Study teams must demonstrate that they have considered the NIH Inclusion Policies including proposed planned enrollment tables representative of the population affected by the disease/condition. Where applicable, study teams should also demonstrate that they have critically evaluated whether eligibility criteria from an earlier phase trial should be carried forward into a later phase trial. The eligibility criteria section should:

  • Describe how the study results generalize to the wider patient population with this disease/condition.
  • Explain how the rationale for selected eligibility criteria justify the level of restriction in the study compared to clinical practice.
  • Provide evidence that the eligibility criteria support the proposed research and encourage inclusion of NIH-designated Populations with Health Disparities.
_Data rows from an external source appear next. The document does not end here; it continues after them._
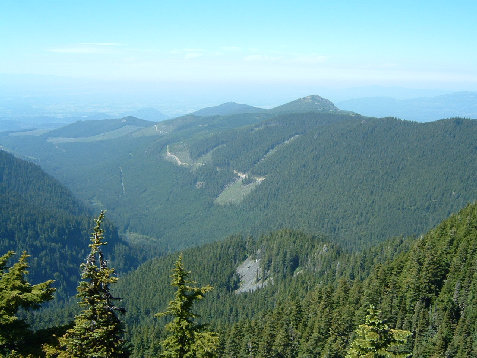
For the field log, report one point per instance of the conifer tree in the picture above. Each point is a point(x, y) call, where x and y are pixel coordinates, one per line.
point(15, 293)
point(186, 339)
point(375, 339)
point(97, 330)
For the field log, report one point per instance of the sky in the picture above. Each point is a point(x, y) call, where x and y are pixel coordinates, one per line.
point(216, 50)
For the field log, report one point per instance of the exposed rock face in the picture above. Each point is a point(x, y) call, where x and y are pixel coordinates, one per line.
point(251, 276)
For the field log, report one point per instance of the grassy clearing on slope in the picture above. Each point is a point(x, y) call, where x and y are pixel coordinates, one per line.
point(236, 192)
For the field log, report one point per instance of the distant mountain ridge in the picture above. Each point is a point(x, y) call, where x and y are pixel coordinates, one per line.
point(178, 181)
point(424, 109)
point(227, 109)
point(312, 103)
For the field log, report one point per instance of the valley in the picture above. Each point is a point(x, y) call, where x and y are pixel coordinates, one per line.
point(289, 215)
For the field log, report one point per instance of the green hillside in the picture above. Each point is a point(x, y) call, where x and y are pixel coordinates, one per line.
point(39, 215)
point(308, 296)
point(193, 180)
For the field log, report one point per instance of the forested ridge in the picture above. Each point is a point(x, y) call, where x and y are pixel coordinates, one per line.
point(329, 212)
point(318, 294)
point(193, 180)
point(41, 216)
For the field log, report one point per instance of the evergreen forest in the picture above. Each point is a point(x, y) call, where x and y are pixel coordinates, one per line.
point(300, 231)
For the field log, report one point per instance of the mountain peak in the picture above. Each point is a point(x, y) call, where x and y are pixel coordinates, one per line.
point(311, 103)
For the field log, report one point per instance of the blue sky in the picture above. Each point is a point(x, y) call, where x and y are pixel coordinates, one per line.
point(244, 44)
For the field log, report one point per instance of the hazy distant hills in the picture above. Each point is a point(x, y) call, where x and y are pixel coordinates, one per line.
point(227, 109)
point(425, 109)
point(147, 113)
point(98, 127)
point(311, 103)
point(191, 180)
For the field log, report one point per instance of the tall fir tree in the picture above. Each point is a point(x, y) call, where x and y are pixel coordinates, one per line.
point(97, 330)
point(375, 339)
point(187, 339)
point(17, 293)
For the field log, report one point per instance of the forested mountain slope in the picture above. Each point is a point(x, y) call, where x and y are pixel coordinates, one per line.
point(39, 215)
point(193, 180)
point(428, 290)
point(311, 295)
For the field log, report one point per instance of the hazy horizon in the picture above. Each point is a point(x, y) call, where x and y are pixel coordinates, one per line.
point(181, 56)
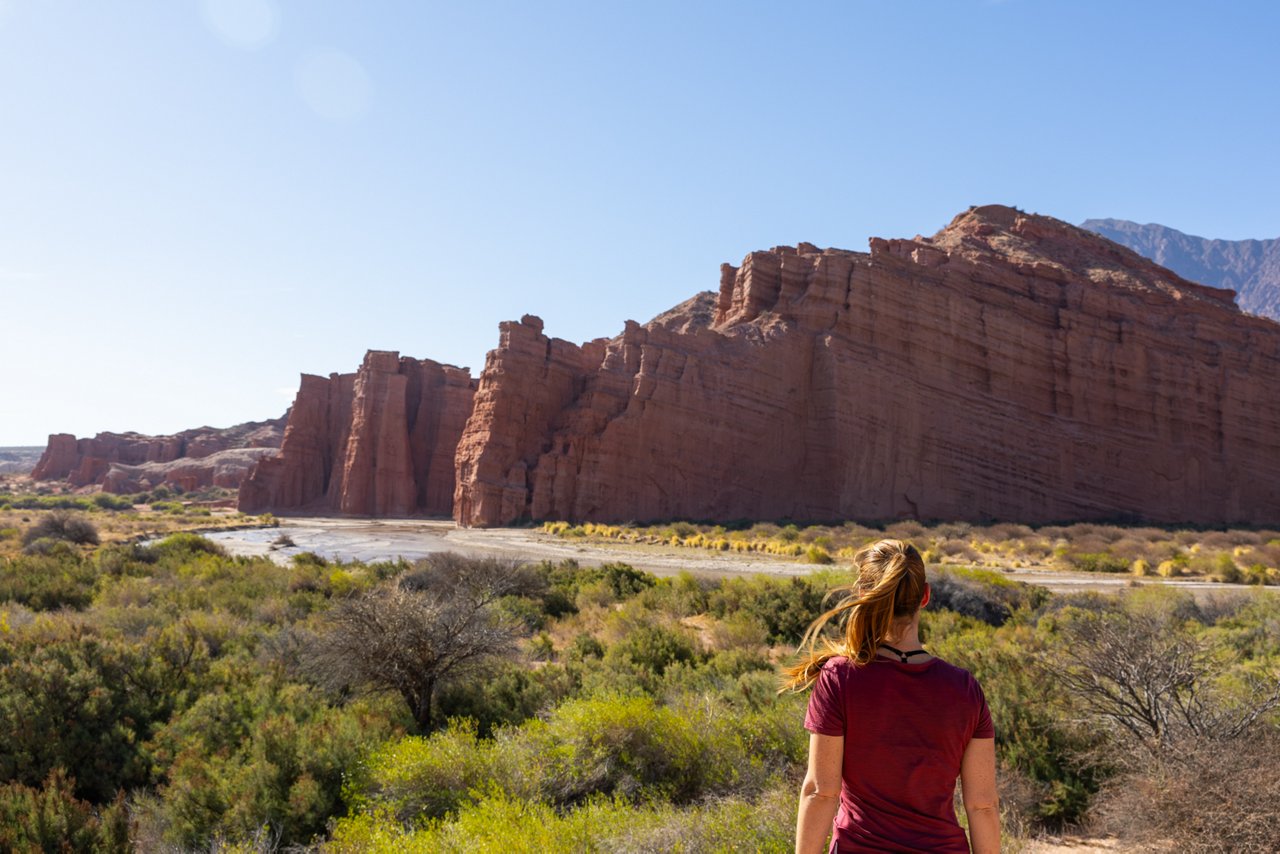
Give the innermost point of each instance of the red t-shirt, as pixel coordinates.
(905, 727)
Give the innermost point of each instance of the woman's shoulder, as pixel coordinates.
(944, 668)
(837, 663)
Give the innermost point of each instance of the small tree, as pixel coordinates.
(60, 525)
(1151, 679)
(412, 634)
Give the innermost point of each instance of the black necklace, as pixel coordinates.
(905, 657)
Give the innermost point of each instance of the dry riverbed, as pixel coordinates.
(352, 539)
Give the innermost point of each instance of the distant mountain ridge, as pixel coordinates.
(1249, 268)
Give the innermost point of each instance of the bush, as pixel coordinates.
(50, 817)
(653, 648)
(1214, 797)
(818, 555)
(58, 525)
(1098, 562)
(46, 580)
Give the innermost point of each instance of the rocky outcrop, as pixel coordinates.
(1249, 268)
(124, 462)
(1011, 368)
(379, 442)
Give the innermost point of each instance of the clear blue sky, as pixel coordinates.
(200, 200)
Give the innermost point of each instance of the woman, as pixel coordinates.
(890, 725)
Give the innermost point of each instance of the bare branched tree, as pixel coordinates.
(1152, 680)
(410, 635)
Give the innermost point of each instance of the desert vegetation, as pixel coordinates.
(39, 521)
(1240, 556)
(170, 697)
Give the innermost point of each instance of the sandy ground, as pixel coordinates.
(1070, 845)
(353, 539)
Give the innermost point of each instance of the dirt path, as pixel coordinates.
(353, 539)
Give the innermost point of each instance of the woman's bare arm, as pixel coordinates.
(978, 791)
(819, 795)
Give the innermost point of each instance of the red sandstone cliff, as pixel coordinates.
(1013, 366)
(378, 442)
(124, 462)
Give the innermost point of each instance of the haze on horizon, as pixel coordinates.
(204, 199)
2.5 Recruitment and Retention Plan

Applications in response to this funding opportunity should propose innovative and proactive recruitment strategies for involving understudied populations to promote representation as applicable and justified by the scientific goals.  Applicants should ensure that they 1) include proposed planned enrollment tables identifying the population(s) affected by the disease/condition, and 2) address the populations outlined in the  NIH Inclusion Policies for Research Involving Human Subjects and NIH-designated Populations with Health Disparities, as appropriate; as well as other populations that experience health disparities. Recruitment and retention plans should demonstrate an understanding of the participant burden involved in research participation and strategies for minimizing this burden, as well as leveraging community partners and outreach efforts. The recruitment and retention plan should:

  • Describe potential barriers to participation and plans to minimize these barriers.
  • Describe a detailed plan for the recruitment of understudied populations and a plan to leverage existing relationships with and/or conduct outreach to a broad range of community groups.
  • Describe staff training to address cultural and linguistic competence

Delayed Onset Study

Note: Delayed onset does NOT apply to a study that can be described but will not start immediately (i.e., delayed start). All instructions in the How to Apply - Application Guide must be followed.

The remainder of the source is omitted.